WordPress provides an auxiliary script, xmlrpc.php which allows external entities to contact your WordPress instance over the XML-RPC protocol. This is typically used for processing pingbacks (a feature of WordPress where one blog can notify another that one of its posts has been mentioned), via the XML-RPC pingback API, but the script also supports a WordPress API that can be used to create new posts and the like.

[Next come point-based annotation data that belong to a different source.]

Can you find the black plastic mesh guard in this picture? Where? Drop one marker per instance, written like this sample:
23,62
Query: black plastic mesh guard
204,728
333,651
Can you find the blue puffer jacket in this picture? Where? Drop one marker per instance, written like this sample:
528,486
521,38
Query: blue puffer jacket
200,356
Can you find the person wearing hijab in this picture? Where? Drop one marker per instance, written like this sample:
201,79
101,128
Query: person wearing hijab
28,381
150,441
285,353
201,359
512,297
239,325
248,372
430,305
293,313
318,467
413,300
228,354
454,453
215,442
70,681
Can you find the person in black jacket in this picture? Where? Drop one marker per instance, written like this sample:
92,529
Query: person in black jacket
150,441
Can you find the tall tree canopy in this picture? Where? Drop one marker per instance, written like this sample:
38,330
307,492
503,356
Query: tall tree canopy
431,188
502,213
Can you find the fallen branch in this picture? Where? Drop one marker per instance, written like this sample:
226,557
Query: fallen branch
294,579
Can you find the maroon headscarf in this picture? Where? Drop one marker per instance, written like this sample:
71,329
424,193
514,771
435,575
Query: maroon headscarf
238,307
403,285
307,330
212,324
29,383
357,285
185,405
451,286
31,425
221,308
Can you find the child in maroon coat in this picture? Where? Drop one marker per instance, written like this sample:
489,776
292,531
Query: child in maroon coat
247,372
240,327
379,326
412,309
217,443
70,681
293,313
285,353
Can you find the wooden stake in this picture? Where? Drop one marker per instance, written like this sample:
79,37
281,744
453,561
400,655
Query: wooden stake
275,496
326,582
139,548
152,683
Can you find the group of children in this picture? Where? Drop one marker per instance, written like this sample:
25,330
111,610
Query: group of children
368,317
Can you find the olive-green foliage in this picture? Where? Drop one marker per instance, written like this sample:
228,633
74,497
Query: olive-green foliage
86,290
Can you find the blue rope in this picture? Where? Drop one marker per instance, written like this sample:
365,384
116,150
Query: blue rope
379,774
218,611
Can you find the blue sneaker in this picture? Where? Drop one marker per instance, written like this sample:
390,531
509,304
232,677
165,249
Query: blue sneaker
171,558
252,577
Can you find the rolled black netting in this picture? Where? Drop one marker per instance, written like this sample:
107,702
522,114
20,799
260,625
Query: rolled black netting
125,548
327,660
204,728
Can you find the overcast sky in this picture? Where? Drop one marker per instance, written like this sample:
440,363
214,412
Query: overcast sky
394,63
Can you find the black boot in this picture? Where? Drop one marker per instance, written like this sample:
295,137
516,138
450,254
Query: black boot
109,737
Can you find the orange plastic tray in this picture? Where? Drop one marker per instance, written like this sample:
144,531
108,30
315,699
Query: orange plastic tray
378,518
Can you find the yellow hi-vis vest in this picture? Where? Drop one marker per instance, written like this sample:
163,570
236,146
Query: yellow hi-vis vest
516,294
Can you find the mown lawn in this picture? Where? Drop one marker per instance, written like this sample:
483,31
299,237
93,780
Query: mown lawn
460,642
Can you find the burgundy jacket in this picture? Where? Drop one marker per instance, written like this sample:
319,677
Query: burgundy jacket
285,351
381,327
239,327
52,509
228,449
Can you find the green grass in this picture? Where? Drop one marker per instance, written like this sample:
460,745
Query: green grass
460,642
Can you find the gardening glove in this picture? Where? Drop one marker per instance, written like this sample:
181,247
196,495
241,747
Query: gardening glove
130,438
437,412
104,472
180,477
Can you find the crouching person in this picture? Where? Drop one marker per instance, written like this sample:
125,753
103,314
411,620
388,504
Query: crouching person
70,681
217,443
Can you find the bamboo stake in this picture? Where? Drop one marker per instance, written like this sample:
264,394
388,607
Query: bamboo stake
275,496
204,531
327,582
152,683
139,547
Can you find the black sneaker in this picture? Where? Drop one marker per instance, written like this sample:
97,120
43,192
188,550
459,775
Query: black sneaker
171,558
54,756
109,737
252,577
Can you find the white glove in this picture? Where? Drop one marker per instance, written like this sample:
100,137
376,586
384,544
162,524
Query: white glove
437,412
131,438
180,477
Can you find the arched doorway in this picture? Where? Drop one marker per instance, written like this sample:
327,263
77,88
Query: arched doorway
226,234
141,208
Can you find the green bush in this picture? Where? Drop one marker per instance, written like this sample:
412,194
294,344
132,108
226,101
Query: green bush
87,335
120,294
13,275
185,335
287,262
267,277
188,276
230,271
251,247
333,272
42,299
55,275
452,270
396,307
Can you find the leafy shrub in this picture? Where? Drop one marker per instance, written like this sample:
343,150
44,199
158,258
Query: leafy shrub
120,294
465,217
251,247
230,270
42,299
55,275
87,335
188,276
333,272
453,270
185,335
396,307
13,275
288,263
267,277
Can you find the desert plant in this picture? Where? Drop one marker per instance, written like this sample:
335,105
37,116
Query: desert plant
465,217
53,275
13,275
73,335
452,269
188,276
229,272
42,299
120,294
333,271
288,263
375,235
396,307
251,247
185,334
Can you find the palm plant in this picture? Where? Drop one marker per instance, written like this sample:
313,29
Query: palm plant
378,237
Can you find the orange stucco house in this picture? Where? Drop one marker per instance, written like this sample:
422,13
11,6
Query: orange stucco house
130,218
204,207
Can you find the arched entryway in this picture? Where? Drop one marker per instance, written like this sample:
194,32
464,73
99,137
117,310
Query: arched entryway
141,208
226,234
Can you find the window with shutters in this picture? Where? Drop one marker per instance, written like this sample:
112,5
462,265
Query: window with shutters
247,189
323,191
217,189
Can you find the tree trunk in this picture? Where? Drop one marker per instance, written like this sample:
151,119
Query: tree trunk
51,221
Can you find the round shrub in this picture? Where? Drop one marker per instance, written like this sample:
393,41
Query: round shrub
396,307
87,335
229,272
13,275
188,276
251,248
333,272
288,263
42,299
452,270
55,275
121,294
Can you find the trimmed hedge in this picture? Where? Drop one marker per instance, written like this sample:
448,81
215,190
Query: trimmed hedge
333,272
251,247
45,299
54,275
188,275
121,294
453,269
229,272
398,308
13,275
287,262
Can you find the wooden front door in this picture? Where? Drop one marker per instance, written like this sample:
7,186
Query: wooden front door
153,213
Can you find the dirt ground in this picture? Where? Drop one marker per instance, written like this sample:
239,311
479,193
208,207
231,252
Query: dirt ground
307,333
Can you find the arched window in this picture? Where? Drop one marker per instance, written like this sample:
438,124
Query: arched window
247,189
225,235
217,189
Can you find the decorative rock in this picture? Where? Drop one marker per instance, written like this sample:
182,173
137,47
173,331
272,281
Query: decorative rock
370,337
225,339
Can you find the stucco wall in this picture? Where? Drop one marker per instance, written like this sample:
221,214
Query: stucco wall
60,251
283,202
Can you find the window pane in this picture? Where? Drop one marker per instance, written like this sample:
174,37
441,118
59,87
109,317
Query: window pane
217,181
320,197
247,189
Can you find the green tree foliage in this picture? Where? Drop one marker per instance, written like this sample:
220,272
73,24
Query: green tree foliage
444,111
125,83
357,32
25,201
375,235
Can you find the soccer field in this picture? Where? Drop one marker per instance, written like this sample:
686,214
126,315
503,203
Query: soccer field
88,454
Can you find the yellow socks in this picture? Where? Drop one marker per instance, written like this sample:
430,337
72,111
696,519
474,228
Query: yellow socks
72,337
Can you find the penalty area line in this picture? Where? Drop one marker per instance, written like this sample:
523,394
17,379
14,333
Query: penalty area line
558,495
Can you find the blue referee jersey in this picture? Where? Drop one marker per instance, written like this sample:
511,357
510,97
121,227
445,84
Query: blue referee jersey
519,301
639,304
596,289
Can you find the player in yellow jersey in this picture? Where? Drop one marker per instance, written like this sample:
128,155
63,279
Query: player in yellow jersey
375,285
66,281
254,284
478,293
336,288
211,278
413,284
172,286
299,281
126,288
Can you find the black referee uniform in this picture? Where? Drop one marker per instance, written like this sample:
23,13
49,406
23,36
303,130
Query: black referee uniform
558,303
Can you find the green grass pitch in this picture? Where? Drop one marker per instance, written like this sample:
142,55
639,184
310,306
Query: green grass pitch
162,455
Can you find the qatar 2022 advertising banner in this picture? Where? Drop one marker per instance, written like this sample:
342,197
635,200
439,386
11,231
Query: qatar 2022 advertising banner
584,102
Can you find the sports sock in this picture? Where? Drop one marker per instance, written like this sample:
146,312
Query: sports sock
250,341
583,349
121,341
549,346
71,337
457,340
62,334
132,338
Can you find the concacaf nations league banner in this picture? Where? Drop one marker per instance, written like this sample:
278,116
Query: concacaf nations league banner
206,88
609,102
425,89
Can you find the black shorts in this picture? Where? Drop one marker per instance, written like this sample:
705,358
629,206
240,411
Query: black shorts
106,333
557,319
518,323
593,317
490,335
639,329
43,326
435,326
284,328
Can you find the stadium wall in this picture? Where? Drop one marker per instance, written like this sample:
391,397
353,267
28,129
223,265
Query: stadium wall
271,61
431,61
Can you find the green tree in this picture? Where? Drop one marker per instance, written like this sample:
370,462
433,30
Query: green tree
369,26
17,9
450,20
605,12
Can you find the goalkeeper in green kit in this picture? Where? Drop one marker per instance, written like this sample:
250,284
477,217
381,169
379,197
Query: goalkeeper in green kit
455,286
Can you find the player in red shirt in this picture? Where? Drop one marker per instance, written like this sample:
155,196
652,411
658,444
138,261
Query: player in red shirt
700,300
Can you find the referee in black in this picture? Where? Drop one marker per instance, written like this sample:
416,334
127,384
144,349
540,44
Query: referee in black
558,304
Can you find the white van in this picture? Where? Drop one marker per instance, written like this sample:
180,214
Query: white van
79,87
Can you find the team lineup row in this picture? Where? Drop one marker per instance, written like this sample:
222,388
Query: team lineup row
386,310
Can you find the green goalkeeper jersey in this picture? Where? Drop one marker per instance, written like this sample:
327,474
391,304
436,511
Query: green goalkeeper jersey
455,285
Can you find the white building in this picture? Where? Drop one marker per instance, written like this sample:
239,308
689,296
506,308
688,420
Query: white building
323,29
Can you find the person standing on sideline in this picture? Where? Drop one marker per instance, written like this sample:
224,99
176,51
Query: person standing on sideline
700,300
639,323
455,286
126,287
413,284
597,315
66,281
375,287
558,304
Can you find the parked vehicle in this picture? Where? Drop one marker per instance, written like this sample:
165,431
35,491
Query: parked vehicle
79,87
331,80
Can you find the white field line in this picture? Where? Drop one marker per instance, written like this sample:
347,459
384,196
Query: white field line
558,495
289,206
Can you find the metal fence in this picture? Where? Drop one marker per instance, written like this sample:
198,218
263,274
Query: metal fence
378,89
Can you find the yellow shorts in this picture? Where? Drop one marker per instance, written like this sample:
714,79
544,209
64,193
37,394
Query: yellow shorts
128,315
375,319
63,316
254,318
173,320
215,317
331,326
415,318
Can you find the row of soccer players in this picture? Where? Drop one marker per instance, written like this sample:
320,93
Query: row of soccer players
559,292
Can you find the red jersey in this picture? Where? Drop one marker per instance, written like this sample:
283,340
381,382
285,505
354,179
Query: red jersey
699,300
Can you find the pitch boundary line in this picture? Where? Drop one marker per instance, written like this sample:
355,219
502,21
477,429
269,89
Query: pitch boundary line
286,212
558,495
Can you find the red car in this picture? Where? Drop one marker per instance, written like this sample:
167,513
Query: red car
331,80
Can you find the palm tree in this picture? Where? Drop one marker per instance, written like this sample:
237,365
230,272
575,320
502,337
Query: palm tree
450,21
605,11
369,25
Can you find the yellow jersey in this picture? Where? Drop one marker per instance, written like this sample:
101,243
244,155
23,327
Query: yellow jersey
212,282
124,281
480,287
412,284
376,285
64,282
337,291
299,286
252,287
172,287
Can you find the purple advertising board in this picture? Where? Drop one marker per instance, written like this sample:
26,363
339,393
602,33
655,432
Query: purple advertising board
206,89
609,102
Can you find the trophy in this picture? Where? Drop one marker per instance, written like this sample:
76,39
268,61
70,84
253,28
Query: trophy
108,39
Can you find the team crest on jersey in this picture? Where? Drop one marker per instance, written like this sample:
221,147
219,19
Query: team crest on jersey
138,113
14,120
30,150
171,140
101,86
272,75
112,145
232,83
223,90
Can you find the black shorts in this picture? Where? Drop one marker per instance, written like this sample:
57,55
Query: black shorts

For me, I don’t particularly care about pingback notifications and so can mitigate this attack in future entirely by denying access to the file in question in the apache VirtualHost in question:

<VirtualHost>
...
    <files xmlrpc.php>
        order allow,deny
        deny from all
    </files>
</VirtualHost>

tl;dr

Timeline

• 1557 (+0'00"): POSTs aimed at xmlrpc.php for two WordPress VirtualHost begin
• 1624 (+0'27"): mysqld terminated by OOM killer
• 1625 (+0'28"): OSSEC Level 12 Notification sent
• 1625 (+0'28"): mysqld respawns but attack persists
• 1635 (+0'38"): mysqld terminated by OOM killer
• 1636 (+0'39"): mysqld respawns
• 1700 (+1'03"): OSSEC Level 12 Notification sent
• 1703 (+1'06"): mysqld terminated by OOM killer
• 1713 (+1'16"): Disk IO 2-Hour anomaly notification sent from Linode
• 1713 (+1'16"): Linode notification X-Received and acknowledged by out of office sysop
• 1835 (+2'38"): Sysop login, netdata accessed
• 1837 (+2'40"): mysqld terminated by OOM killer, error during respawn
• 1839 (+2'42"): iptables updated to drop traffic from IPs, attack is halted briefly
• 1840 (+2'43"): Attack continues from new IP, iptables updated to drop traffic from block
• 1841 (+2'44"): Attack halted, load returns to normal, mysqld service restarted
• 1842 (+2'45"): All OSSEC notifications X-Received after poll from server

Attacker

• POST requests originate from IPs in an assigned /24 block
• whois record served by LACNIC (Latin America and Caribbean NIC)
• Owner company appears to be an “Offshore VPS Provider”
• Owner address and phone number based in Seychelles
• Owner website served via CloudFlare
• GeoIP database places attacker addresses in Chile (or Moscow)
• traceroute shows the connection is located in Amsterdam (10ms away from vlan3557.bb1.ams2.nl.m24) – this is particularly amusing considering the whois owner is an “offshore VPS provider”, though it could easily be tunneled via Amsterdam

Suspected Purpose

• Spam: Attacker potentially attempting to create false pingbacks (to link to their websites) or forge posts on the WordPress blogs in question
• Scan hit-and-run: Scan yielded two xmlrpc.php endpoints that could be abused for automatic DOS

Impact

• Intermittent apache stability for ~3 hours
• Full service denial of mysql for ~2.25 hours
• Intermittent disruption to email for ~2 hours

Failures

• No monitoring or responsive control configured for high levels of requests to apache
• OSSEC configured to deliver notifications to non-primary address causing messages that would have prompted action much sooner to not arrive within actionable timeframe
• Failed to recognise (or consider) disk I/O anomaly message as a red herring for something more serious
• Forgetting that the attack surface for WordPress is always bigger than you think

Positives

• Recently installed netdata instance immediately helped narrow the cause down to apache based activity
• Attack mitigated in less than five minutes once I actually got to my desk

Mitigations

• OSSEC reconfigured to send notifications to an account that does not need to poll from POP3 intermittently
• Added simple GET and POST jails to fail2ban configuration to try and mitigate such attacks automatically in future
• Drop traffic to offending WordPress script to reduce attack surface
• Develop a check list to be followed after receipt of an anomaly notification
• Develop a healthy paranoia against people who are out to get you and be inside your computer (or make it fall over)
• Moan about WordPress

Mitigation Tips and Gotcha’s

• Set your OSSEC notification smtp_server to localhost to bypass relay access denied errors
• Make use of fail2ban-regex <log> <filter> to test your jails
• NEVER use # for inline comments in fail2ban configurations, the entire line is ignored
• If you are protecting yourself from GET attacks, have you forgotten POST?